Forward progress worth noting
The goal line is in sight, but still distant. The defense continues to hold its ground and the grueling, grudge match continues in Jackson.
Fans watch with excitement from every corner of the state.
In a game of inches, the battles are almost constant and a lightning fast offense isn’t a reality.
The fight for improved access to public records in Mississippi is a slow, grinding ground game.
In the latest skirmish aimed at shedding more light on government records, open-government proponents are claiming a mini-victory after House Bill 113 cleared both chambers of the state Legislature and is headed for the governor’s desk to become law.

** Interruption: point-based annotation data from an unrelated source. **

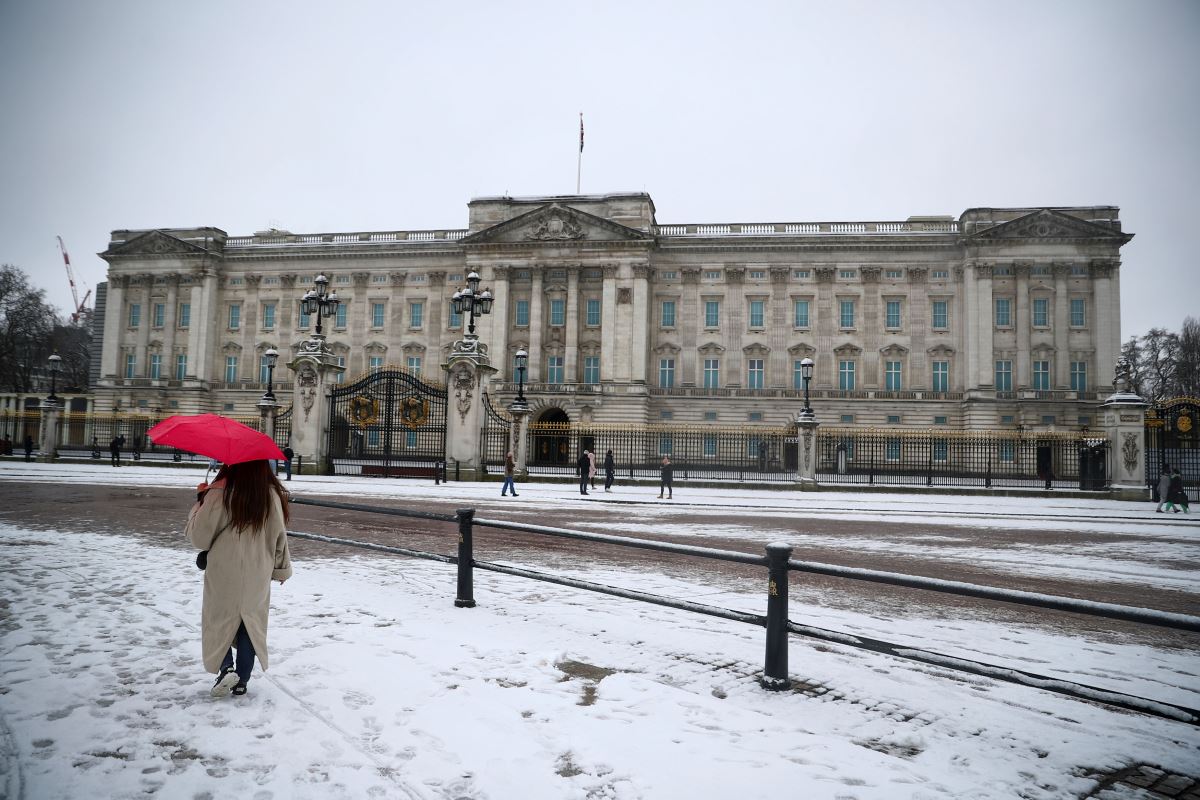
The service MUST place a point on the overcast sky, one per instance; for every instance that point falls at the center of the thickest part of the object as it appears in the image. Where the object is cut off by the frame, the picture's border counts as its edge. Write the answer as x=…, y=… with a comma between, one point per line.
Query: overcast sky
x=389, y=115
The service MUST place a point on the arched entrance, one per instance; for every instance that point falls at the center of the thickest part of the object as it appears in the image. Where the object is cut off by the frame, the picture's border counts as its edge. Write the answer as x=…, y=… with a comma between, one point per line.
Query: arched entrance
x=551, y=434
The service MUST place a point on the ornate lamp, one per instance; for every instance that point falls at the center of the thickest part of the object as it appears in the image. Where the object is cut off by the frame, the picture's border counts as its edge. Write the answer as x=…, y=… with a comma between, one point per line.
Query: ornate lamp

The bill would give the public slightly quicker access to records requests.
Government entities would be required to respond to information requests within seven working days, rather than the current 14 days.
Complicated requests — ones requiring substantial manpower to honor, for example — could be allowed up to 14 days, provided the entity informed the requestor of the delay.
The bill is minor in scope, but it addresses an important stall tactic some agencies can use to delay requests.
And that’s enough to do a bit of mid-game celebration.
House Bill 113 is positive yardage toward the goal of completely open, transparent government in Mississippi, but in the grand scheme of things, it’s not even a first down.
We hope that during the next legislative session, the state addresses the lack of teeth in enforcement of the state’s open records and open meetings laws. That would be a touchdown for the side of openness.